Dr. Cornelia Löhne ist die Wissenschaftliche Leiterin der Botanischen Gärten der Uni Bonn: „Die Studie identifiziert nicht allein den ungewollten negativen Effekt der Biodiversitätskonvention, sondern erklärt auch, dass der Ausbau eines globalen Netzwerks von Lebendsammlungen gemeinsam verwaltet und gestaltet werden muss. Das Wissen über die Bestände und der Austausch von Pflanzenmaterial zwischen Gärten muss verbessert werden, wenn die Neubeschaffung von Originalmaterial immer schwerer wird.“
Voraussetzung dafür ist zuerst, eine transparente Dokumentation zu jeder Sammlung zu haben. „In Bonn ist von Anfang an bestmöglich dokumentiert worden, wo neue Pflanzen herkamen. Früher wurden dazu nur einige Notizen auf Karteikarten gemacht, doch seit den 1980er Jahren wird bei uns alles in einer Datenbank erfasst. Als die Kollegen aus Cambridge die Beteiligung an der Studie anfragten, konnte ich wenige Tage später nach Durchsicht aller Datenbestände unsere Bonner Daten zu 100 Jahren Sammlungstätigkeit übermitteln“, erläutert Cornelia Löhne. Das ist nicht selbstverständlich. Die Studie hält ausdrücklich fest, dass weltweit der Status der Dokumentation bzw. ihr Fehlen ein Hindernis beim Austausch von Wissen und Pflanzen ist.

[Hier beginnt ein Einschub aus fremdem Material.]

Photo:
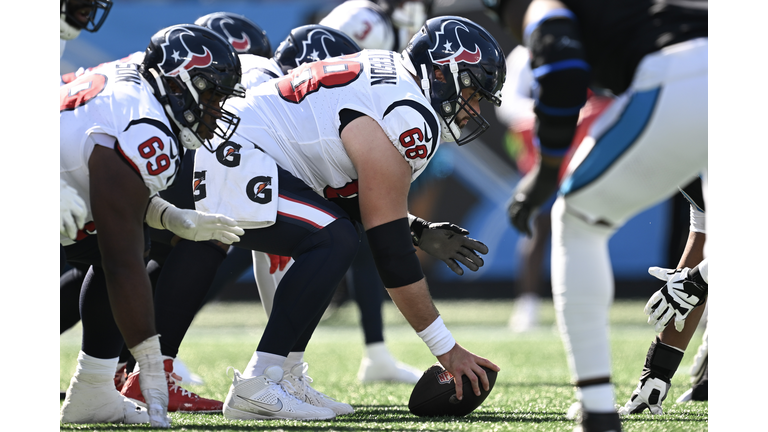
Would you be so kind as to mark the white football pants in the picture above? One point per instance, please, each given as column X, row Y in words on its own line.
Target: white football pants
column 652, row 139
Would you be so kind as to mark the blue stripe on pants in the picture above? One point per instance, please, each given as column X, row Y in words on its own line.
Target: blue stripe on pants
column 614, row 142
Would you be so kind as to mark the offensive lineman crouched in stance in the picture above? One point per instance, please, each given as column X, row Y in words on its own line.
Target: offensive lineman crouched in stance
column 122, row 130
column 337, row 140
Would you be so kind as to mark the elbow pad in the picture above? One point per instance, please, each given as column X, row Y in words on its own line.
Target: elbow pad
column 562, row 78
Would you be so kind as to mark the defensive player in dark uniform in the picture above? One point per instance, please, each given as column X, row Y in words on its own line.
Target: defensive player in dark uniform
column 652, row 55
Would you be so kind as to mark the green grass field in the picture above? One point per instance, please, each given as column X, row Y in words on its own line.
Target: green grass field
column 532, row 391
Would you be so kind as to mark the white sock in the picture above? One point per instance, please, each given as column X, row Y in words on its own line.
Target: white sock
column 260, row 361
column 596, row 398
column 294, row 358
column 96, row 366
column 378, row 351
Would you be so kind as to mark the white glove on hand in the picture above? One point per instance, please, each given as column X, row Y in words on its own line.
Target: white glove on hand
column 449, row 243
column 192, row 224
column 676, row 299
column 154, row 386
column 648, row 394
column 73, row 210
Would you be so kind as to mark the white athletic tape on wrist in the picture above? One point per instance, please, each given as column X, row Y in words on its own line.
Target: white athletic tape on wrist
column 437, row 337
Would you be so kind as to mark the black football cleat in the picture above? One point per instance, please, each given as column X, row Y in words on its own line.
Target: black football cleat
column 598, row 422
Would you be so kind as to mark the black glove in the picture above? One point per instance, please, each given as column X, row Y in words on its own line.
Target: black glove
column 533, row 190
column 449, row 243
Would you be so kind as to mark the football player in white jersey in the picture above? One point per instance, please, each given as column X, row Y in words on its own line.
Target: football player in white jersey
column 371, row 25
column 124, row 128
column 179, row 288
column 75, row 16
column 381, row 24
column 339, row 140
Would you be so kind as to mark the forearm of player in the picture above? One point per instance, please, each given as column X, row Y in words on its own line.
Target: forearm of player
column 119, row 199
column 415, row 303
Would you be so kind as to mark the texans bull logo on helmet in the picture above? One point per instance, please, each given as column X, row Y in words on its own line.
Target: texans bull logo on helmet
column 316, row 42
column 449, row 45
column 241, row 43
column 180, row 54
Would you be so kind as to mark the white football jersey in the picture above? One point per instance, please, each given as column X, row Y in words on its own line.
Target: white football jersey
column 364, row 23
column 136, row 57
column 295, row 119
column 113, row 106
column 257, row 70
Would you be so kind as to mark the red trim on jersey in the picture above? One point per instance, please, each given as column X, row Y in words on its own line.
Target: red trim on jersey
column 306, row 204
column 299, row 218
column 126, row 158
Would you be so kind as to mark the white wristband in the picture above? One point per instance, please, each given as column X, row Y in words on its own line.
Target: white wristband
column 437, row 337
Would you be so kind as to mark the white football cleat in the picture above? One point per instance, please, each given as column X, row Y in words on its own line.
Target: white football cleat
column 187, row 377
column 298, row 385
column 93, row 399
column 264, row 398
column 648, row 395
column 379, row 365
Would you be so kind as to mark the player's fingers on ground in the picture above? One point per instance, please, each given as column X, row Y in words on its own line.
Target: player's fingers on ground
column 475, row 381
column 483, row 377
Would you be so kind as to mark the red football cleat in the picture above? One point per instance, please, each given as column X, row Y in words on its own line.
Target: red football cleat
column 120, row 377
column 179, row 399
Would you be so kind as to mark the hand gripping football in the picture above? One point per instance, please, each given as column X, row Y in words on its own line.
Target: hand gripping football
column 435, row 394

Priorisierung und Wissenstransfer
Die Studie empfiehlt jetzt eine fundierte Priorisierung beim Management der Pflanzensammlungen, um einen sinnvollen Beitrag zu den globalen Naturschutzzielen leisten zu können. Cornelia Löhne betont, dass dies hier bereits seit langem umgesetzt wird: „Die wissenschaftliche Betreuung und Entwicklung einer Pflanze braucht eine kompetente Fachkraft. Gleichzeitig ist aber auch die gärtnerische Expertise unerlässlich. Unsere wertvollsten Sammlungen sind entstanden, weil engagierte Personen in unserem Team die erforderliche Expertise und Erfahrung mitbrachten. Wenn diese Expertise irgendwann nicht mehr da ist, muss man auch überlegen, was aus der Sammlung werden soll. Nicht selten endet die Weiterentwicklung einer Sammlung mit dem Ende eines Arbeitslebens in unseren Gärten. Die Fleischfressenden Pflanzen waren zum Beispiel früher eine wichtige und große Forschungssammlung. Heute haben wir sie zu einer immer noch vielfältigen, aber nicht mehr so umfangreichen Schausammlung entwickelt, die gern besucht wird.“
Die Studie war aber auch Anlass, den gesamten Bestand der Botanischen Gärten mit den Daten aus anderen Botanischen Gärten abzugleichen. „Durch diesen Datenabgleich konnten wir auch einige seltene und gefährdete Arten identifizieren, die wir teilweise schon lange in unserem Bestand haben, deren Bedeutung uns bisher aber nicht bewusst war.“ Dazu gehören zum Beispiel die Palme Pelagodoxa henryana, die auf der südpazifischen Insel Nuku Hiva wächst und stark gefährdet ist, oder das kleine Aronstabgewächs Nephthytis hallaei aus Gabun. „Solche seltenen Arten haben wir nun intern markiert, damit sie gezielt gepflegt, vermehrt und an andere Botanische Gärten abgegeben werden“, so Löhne. Von Pflanzen, die in vielen anderen Gärten kultiviert werden, kann man sich dagegen leichter trennen um die begrenzten Kapazitäten sinnvoll einzusetzen.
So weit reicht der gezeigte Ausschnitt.